8. Gavs-ı azam, Abdülkadir Geylani Hz.ruhuna Fatiha

9. Şeyh-ül Ekber Muhyiddin-i Arabi Hz. ruhuna Fatiha

10. Sahibül vakit Hz.nin selametliği için Fatiha

11. Kendimiz ve ailemizin dünya ve ahiret selameti için Fatiha

12. HAK ile HAK olmuş bilumum mevcudatın devamı ve selameti, dinimiz ve devletimizin bekası, şerlerin defi, hayırların fethi için Allah rızası için Fatiha.

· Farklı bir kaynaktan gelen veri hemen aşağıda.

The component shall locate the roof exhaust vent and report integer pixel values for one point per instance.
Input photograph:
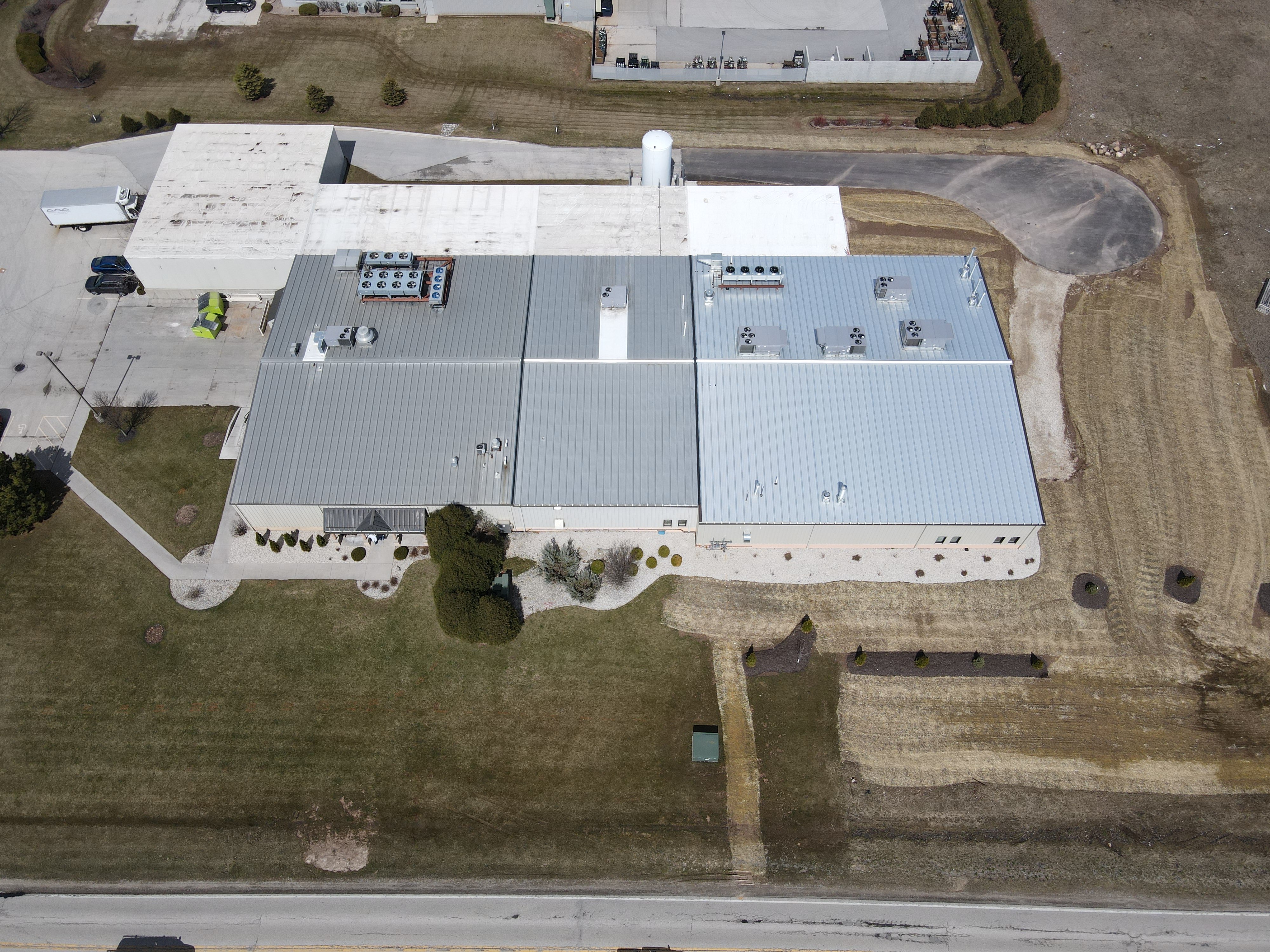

Bu 12 Fatiha’yı Ankara’daki sevenlerinin hemen hepsine Mesut Efendi getirmiş ve öğretmişti. Hepsi çok severek yapıyorlardı. Halen de yaptıklarını söylüyorlar. Bunu yapanlara dünya ve ahiret selametliklerinden başka hiçbir vaat yok.

Daha ne olsun ki!..

12 Fatiha’ya daha sonra 2 Fatiha daha eklenmiş. Oğlu Enis Seçkin’in yayınladığı “İHYANAME” adlı kitabın 312. Sayfasında:

10) Hasan Sezai Hz. Ruhuna Fatiha.

11) Muhyiddin-i İhya Hz. Ruhuna Fatiha (vefatından sonra)

Böylece 12 Fatiha, 14 Fatiha’ya çıkmış oluyor.

İHYA SULTAN kimseye kaldıramayacağı yük yüklemezdi. Fatiha derslerini dünya ve ahiret için yeterli sayıyordu."

Hüseyin Kanyılmaz

Dr. Münir Derman ve Hacı Ahmet Kayhan hz. ile aynı dönemde, ancak İstanbul'da yaşamış olan İhya Sultan'ı Hüseyin Kanyılmaz hocamızın gönül kaleminden sizlere ulaştırmak istedim. Hayra vesile olması dileğiyle.

Hayırlı pazarlar. Hayırlı sabahlar. Sevgiler.